Climate change is one of the most critical issues facing humanity for, oh, the next 10,000 years, but we’ve barely heard about it in this presidential campaign. So let’s quickly recap the difference between Trump and Clinton on global warming. Because it’s really quite simple — and stark.
Clinton: Hillary Clinton wants to use various regulatory levers at the president’s disposal to nudge down US greenhouse gas emissions bit by bit. Tighten fuel-efficiency standards for vehicles here; plug methane leaks from natural gas infrastructure there. Defend President Obama’s Clean Power Plan to reduce CO2 from coal plants. Bolster appliance standards and building codes. Each individual regulation is penny-ante stuff, but it piles up.
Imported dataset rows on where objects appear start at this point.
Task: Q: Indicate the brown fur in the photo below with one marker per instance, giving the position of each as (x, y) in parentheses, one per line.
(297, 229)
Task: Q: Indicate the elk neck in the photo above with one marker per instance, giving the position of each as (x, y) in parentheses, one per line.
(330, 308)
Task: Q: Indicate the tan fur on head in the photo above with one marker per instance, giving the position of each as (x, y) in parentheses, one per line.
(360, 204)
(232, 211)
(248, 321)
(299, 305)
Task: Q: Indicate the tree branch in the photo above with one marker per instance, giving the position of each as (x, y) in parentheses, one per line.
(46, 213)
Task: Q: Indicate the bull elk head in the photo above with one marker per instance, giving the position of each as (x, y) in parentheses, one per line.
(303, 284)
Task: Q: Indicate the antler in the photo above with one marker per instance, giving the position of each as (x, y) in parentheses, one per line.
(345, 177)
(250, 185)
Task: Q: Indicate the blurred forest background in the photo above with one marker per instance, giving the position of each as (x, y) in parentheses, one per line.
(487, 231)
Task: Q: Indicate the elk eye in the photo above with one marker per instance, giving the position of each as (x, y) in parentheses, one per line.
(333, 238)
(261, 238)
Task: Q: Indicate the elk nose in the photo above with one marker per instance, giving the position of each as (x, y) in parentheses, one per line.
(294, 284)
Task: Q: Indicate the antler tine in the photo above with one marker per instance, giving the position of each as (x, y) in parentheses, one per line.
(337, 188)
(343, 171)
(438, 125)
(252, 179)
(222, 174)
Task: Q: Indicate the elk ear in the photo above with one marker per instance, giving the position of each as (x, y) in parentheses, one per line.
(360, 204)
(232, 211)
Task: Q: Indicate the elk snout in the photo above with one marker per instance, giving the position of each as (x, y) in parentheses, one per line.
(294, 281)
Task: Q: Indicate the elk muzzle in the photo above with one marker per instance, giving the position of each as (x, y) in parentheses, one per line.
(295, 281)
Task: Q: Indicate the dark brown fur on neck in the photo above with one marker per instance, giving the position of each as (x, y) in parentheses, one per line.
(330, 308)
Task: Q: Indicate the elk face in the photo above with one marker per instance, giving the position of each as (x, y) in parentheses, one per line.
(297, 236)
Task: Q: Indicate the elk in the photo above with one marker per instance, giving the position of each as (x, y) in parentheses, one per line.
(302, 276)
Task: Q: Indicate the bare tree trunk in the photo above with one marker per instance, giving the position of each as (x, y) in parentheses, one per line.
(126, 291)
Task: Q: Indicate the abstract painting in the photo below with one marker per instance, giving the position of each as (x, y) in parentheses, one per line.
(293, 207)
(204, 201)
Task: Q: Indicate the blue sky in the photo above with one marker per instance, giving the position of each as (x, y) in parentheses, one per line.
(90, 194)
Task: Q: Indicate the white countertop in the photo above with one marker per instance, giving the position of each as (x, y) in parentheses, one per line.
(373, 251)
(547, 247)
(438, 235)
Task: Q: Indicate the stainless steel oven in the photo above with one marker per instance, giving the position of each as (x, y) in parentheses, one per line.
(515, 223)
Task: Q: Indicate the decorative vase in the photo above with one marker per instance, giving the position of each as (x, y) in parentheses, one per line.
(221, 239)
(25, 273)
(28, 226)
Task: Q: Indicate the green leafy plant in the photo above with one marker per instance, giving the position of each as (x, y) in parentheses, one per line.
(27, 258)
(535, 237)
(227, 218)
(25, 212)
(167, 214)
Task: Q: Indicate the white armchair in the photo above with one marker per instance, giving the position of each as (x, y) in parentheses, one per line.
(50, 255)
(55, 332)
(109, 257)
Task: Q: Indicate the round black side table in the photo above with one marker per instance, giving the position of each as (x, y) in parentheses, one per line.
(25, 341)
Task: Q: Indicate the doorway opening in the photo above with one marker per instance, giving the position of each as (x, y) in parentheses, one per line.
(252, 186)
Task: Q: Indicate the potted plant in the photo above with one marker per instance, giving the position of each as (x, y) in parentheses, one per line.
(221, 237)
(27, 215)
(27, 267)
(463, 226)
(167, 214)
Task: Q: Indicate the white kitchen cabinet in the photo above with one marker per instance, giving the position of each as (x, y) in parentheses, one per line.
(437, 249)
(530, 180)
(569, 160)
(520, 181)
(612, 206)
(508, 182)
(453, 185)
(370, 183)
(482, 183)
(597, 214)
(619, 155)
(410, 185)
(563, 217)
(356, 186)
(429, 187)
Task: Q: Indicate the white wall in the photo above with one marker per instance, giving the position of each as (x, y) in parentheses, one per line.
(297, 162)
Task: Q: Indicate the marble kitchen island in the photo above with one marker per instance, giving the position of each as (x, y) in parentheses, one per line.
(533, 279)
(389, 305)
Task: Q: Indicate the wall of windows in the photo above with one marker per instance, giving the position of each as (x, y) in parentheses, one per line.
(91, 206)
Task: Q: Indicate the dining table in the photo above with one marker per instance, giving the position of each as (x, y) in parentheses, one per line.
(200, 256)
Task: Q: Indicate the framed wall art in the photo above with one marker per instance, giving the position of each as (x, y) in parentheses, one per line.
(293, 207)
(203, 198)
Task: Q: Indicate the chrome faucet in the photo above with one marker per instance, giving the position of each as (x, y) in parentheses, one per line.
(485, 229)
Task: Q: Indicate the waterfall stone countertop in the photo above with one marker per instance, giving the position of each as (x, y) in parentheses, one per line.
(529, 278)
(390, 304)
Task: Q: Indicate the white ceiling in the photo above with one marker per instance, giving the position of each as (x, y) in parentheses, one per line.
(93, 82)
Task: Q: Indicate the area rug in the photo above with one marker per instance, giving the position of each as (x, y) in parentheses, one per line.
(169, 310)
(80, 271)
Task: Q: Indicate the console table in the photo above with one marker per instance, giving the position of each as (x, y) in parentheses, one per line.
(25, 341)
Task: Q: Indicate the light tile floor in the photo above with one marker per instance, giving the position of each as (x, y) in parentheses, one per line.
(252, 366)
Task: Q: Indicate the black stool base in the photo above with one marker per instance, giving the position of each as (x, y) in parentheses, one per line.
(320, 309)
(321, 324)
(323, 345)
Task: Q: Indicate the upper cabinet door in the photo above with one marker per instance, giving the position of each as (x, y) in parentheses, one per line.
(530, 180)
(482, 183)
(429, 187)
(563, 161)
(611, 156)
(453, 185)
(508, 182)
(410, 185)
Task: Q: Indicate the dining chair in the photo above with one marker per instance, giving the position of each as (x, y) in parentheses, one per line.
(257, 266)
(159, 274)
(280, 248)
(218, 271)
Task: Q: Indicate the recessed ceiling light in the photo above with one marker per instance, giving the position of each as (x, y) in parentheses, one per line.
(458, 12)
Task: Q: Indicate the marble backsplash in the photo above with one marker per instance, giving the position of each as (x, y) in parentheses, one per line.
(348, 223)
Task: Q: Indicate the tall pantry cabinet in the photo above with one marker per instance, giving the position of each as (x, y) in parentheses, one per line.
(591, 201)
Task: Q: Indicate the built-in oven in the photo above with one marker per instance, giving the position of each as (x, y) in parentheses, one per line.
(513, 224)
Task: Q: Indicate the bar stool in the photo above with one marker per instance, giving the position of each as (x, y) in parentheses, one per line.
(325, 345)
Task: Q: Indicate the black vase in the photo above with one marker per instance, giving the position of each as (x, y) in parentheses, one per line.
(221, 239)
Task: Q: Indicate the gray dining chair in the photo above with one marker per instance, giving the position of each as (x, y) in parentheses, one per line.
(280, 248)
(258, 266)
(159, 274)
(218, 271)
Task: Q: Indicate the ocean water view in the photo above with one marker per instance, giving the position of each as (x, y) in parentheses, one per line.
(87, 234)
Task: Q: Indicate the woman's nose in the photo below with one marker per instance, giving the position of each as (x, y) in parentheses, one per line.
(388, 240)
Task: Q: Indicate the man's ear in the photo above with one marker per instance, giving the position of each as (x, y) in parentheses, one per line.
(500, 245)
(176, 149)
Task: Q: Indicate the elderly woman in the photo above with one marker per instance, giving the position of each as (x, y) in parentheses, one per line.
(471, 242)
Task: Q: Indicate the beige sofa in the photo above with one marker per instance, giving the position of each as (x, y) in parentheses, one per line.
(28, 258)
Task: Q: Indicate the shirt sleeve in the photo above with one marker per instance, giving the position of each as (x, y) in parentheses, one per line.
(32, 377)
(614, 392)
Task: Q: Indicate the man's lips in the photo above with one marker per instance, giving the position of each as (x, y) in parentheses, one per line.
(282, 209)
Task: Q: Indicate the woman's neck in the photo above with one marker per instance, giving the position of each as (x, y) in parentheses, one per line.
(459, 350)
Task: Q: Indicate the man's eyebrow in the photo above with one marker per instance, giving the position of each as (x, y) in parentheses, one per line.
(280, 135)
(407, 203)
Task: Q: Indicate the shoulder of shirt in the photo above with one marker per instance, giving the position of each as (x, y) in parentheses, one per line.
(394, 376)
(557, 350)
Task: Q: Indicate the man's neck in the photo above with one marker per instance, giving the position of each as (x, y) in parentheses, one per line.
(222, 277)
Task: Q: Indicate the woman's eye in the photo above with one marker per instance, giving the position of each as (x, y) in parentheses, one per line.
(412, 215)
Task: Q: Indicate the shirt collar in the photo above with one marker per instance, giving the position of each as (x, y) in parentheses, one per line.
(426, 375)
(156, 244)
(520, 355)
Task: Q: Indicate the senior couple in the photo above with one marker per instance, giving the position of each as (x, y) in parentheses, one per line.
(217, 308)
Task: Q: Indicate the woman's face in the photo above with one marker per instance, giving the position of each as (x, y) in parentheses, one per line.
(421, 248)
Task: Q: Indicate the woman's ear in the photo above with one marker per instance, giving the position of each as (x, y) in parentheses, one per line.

The aim is to ratchet down overall US emissions 26 to 28 percent below 2005 levels by 2025:
If you compare this with the vast scale of what’s needed to halt global warming — an 80 percent cut by 2050 that involves completely retooling our electricity, transport, industrial, and agricultural sectors — Clinton’s proposals are laughably, tragically inadequate. But they’re also at the outer edge of what a president can do without buy-in from Congress.* You can’t get a carbon tax without Congress. Or a nationwide clean energy standard. Or any of the ambitious regulations California is now tinkering with.
So Clinton is basically gambling that this will do for now. Use regulations to slowly grind emissions down. Work with countries like China and India to grind their emissions down under the Paris climate deal. And hope for big political or technological shifts down the road that enable even bigger cuts. This was basically Obama’s plan. It’s far from a solution. It’s easy to imagine it failing. But it’s a plan, at least.**
Trump: Trump’s climate plan is even simpler: He doesn’t have one. Doesn’t seem to care. Never talks about the issue, save for calling global warming a Chinese hoax. He’s said that he’d refuse to meet US obligations under the Paris climate deal (and, since it’s non-binding, he could do that). He’d undo various CO2 regulations that Obama has put in place, like the Clean Power Plan (yes, he could do that too). He’d push to allow more oil and natural gas drilling on public lands. It is very easy to imagine emissions rising under Trump and nearly impossible to imagine them falling sharply.
So that’s the choice in this election. Clinton wants to keep chipping away at this enormous boulder of a climate problem, all in the hopes that bigger cracks eventually appear. Trump says the boulder’s fine as is — if anything, it could stand to be even bigger.
It may not be the world’s most inspiring choice, but it’s certainly a stark one.
* There is one other drastic executive action that Clinton could conceivably take that she never mentions. Under Section 115 of the Clean Air Act, a president could conceivably cite the Paris climate deal in order to enact a nationwide cap-and-trade program without Congress. But it’s unclear if the courts would uphold this — she’d be wandering into wildly unprecedented legal territory.
** Again, Clinton’s plan assumes that Congress is at least partly controlled by Republicans who refuse to do anything on climate change. If, by contrast, Trump loses in a landslide and Democrats take back both the Senate and the House, then we’re in a different world — and Clinton hasn’t really given a good indication of what she’d push for. This would be an excellent question to ask at the third presidential debate!
(Also note that this was one key difference between Clinton and Bernie Sanders in the primary. Sanders would probably behave pretty similarly to Clinton as president if faced with a recalcitrant Congress. But Sanders also gave an indication of the more sweeping things he’d push for if he had congressional support: an economy-wide carbon tax or a nationwide fracking ban or massive investments in renewable energy. Clinton, by contrast, has stayed quiet about that prospect.)